Re: [PATCH v2] sched/topology: Introduce NUMA identity node sched domain

From: Borislav Petkov
Date: Mon Aug 14 2017 - 13:43:23 EST


Dropping stable@ from CC.

When using git send-email, make sure to exclude stable@ from the list of
recipients as this is not how we send a patch to stable.

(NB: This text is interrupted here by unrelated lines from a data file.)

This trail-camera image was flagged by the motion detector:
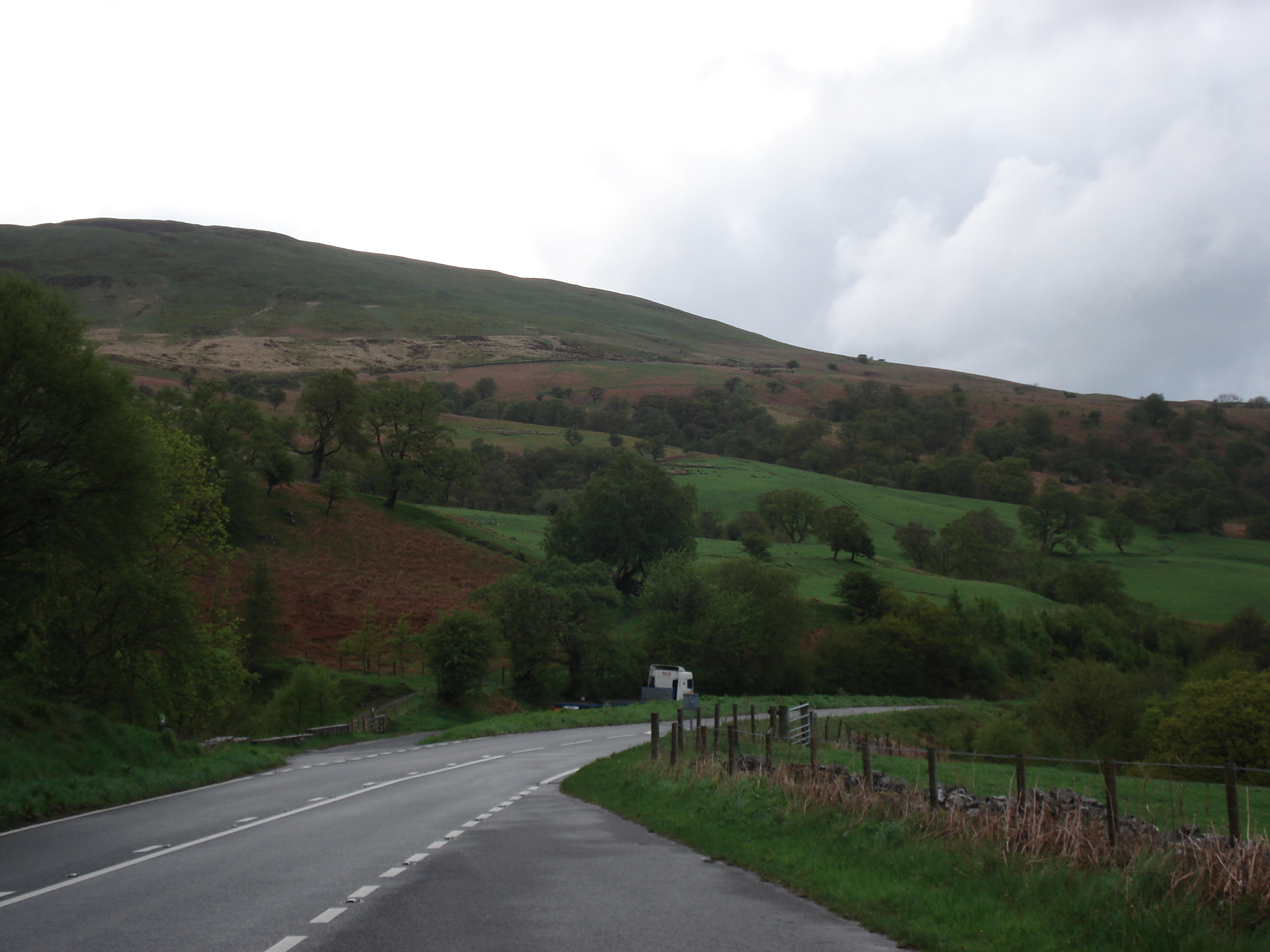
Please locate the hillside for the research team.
[208,486,520,665]
[0,218,1092,416]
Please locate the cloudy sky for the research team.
[0,0,1270,398]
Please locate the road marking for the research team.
[0,754,502,909]
[540,767,582,787]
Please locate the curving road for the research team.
[0,725,897,952]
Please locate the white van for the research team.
[641,664,694,700]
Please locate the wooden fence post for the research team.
[1225,763,1242,847]
[1102,756,1120,847]
[806,711,820,777]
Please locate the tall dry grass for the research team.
[659,751,1270,923]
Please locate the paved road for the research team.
[0,726,895,952]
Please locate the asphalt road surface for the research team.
[0,725,897,952]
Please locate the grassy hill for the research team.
[408,454,1270,623]
[0,218,772,357]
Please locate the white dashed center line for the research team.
[264,935,308,952]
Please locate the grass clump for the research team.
[565,745,1270,952]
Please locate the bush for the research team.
[423,610,494,705]
[266,664,347,734]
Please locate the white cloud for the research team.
[564,3,1270,398]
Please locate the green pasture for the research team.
[411,454,1270,623]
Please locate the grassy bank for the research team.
[0,697,285,829]
[565,746,1270,952]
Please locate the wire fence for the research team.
[653,705,1270,842]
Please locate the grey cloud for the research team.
[564,3,1270,398]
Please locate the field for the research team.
[411,454,1270,623]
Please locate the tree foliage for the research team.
[423,610,494,705]
[1018,480,1094,555]
[543,453,697,591]
[757,489,824,542]
[813,505,874,562]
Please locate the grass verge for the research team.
[564,745,1270,952]
[0,697,286,830]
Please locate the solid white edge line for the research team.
[0,754,503,914]
[538,767,582,787]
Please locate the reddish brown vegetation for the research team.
[199,487,518,666]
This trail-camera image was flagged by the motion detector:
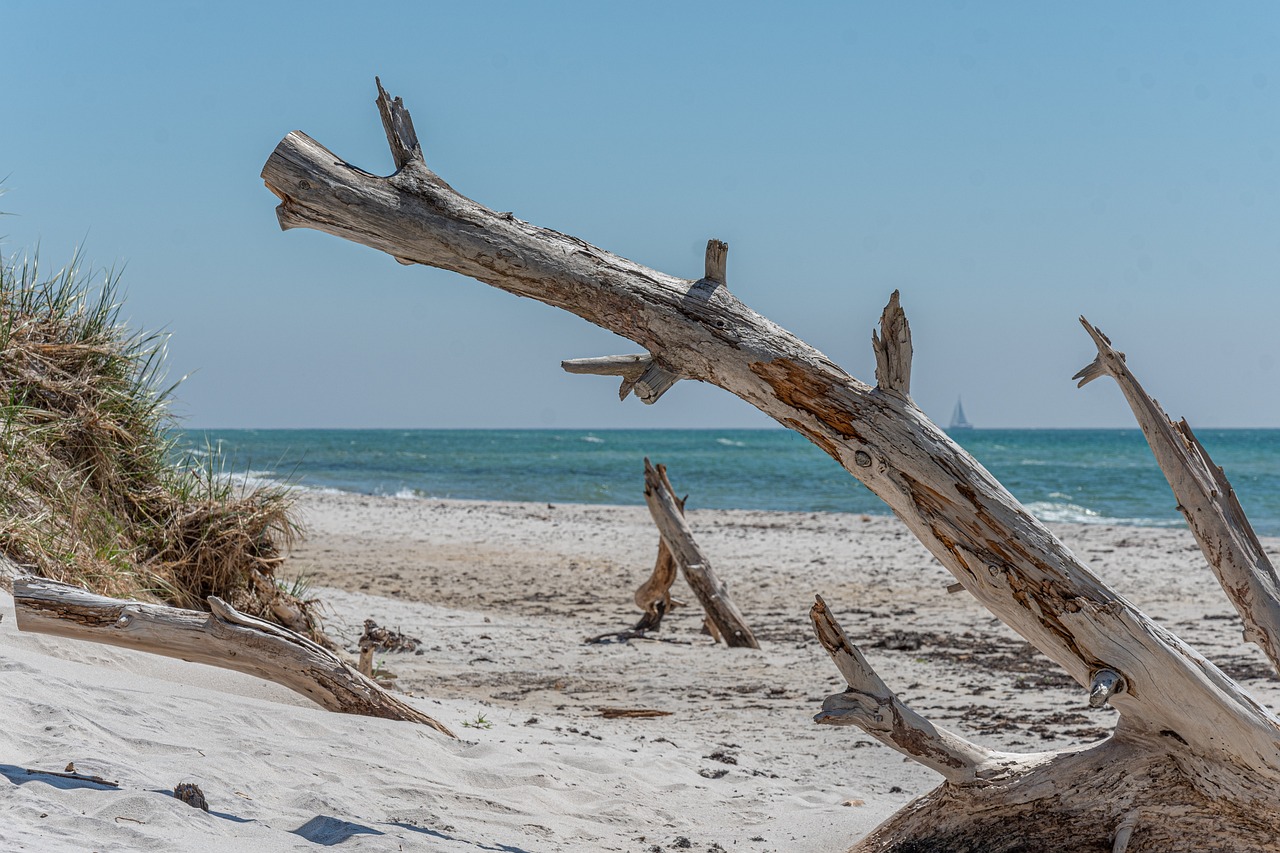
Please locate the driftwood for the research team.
[631,464,689,633]
[641,460,760,648]
[13,578,454,738]
[586,461,689,643]
[262,78,1280,853]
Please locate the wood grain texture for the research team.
[1074,316,1280,671]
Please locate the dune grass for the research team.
[0,251,320,637]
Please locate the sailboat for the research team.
[947,397,973,433]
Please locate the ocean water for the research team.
[179,429,1280,535]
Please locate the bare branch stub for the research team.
[809,596,1010,783]
[703,240,728,284]
[374,77,424,170]
[872,285,913,397]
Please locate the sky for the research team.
[0,0,1280,429]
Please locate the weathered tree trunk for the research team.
[13,578,454,738]
[641,460,760,648]
[262,78,1280,853]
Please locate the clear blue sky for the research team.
[0,0,1280,428]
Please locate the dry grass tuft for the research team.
[0,249,323,639]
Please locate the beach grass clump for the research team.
[0,251,319,637]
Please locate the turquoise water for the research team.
[182,429,1280,535]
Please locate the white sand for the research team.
[0,494,1280,853]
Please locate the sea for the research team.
[177,429,1280,537]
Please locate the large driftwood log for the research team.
[262,78,1280,853]
[13,578,456,738]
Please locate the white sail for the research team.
[947,397,973,430]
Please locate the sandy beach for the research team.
[0,493,1280,853]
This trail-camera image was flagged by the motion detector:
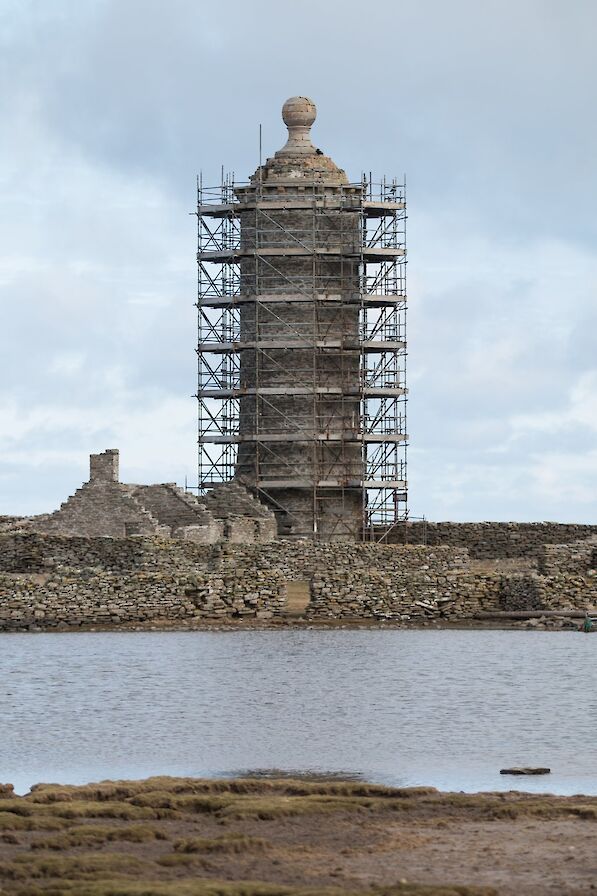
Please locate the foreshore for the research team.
[0,777,597,896]
[0,616,597,635]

On Fri, Aug 11, 2017 at 02:41:15AM -0500, Suravee Suthikulpanit wrote:
> On AMD Family17h-based (EPYC) system, a NUMA node can contain
> upto 8 cores (16 threads) with the following topology.
>
> ----------------------------
> C0 | T0 T1 | || | T0 T1 | C4
> --------| || |--------
> C1 | T0 T1 | L3 || L3 | T0 T1 | C5
> --------| || |--------
> C2 | T0 T1 | #0 || #1 | T0 T1 | C6
> --------| || |--------
> C3 | T0 T1 | || | T0 T1 | C7
> ----------------------------
>
> Here, there are 2 last-level (L3) caches per NUMA node. A socket can
> contain upto 4 NUMA nodes, and a system can support upto 2 sockets.
> With full system configuration, current scheduler creates 4 sched
> domains:
>
> domain0 SMT (span a core)
> domain1 MC (span a last-level-cache)
> domain2 NUMA (span a socket: 4 nodes)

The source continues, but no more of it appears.